Stranger Than Fiction | Matt Kriese
There are few things in this world that I can say are worthy of being hated. I am someone who, in most cases, will not be affected by the world changing around me. I am excited to change with it. But, there is one part of this transitional time of year that I cannot stand: the flu.
There is no thing in this world that changes my emotional and mental wellbeing quite like this disease. It seems like at this point of every year my body begins falling apart, starting at the nose. As snot and other gore makes every attempt to drip out of my orifices, I feel myself desperately struggling to make myself look like I’m not quietly struggling through everyday actions.
I begin a quiet witch hunt in my mind, searching for the person who was so selfish as to deny me of health. I think of the clique in my communications class that shares all their secrets and through their periphery, the whole slew of diseases that ravish their lives. I remember the man who picked his nose on the bus only to wipe his catch on a railing across from my seat. I make a sorry attempt to quell the rage building in my as I remember my ill friend asking to eat some of my fries, prompting her to tear her pathogen-ridden fingers into my dish. All of these thoughts float through my head for no real reason other than to seek justice against whatever varmen stole my ability to breath through my nose.

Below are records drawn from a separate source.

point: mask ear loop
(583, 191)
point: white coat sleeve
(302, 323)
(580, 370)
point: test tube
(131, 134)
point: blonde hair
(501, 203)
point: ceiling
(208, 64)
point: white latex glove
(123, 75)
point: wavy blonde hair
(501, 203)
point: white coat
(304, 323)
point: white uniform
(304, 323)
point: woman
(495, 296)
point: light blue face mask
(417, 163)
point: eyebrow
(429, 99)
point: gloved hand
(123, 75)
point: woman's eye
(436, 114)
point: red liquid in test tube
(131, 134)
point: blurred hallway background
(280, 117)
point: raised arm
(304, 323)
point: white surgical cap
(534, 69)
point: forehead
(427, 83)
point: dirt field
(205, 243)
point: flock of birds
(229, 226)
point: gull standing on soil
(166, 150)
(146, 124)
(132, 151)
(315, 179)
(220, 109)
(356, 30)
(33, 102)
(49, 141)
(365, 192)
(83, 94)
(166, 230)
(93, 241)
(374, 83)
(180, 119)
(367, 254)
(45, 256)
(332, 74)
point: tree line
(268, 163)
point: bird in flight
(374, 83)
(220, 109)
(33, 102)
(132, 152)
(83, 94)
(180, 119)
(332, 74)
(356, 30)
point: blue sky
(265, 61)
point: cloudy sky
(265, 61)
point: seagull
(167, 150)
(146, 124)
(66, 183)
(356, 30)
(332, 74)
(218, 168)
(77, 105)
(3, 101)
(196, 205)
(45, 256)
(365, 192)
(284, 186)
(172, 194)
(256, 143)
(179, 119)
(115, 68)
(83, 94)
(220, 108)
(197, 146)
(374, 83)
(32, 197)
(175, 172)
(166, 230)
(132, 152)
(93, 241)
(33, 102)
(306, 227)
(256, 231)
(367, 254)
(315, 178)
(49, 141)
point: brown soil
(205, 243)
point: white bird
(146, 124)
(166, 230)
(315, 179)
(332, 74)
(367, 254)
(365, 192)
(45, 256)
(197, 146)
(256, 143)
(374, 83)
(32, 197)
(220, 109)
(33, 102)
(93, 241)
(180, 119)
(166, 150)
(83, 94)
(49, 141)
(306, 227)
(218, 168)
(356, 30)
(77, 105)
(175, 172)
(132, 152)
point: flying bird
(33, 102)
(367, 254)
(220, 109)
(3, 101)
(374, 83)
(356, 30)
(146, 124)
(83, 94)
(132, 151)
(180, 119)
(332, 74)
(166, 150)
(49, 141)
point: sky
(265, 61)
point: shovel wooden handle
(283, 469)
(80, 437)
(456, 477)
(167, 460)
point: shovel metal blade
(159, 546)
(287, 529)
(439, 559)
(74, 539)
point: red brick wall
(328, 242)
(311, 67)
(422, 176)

All of this rage has cultivated into me writing a plea to everyone reading this column, please do not come to campus if you’re sick. Almost 20 percent of Americans will get the flu annually. As a nation, we spend $10 billion on average for costs of hospitalizations and outpatient doctor visits related to the flu. Most of these cases can be avoided using common sense!
Use your brain, don’t make me angry. It’s not worth getting your colleagues sick.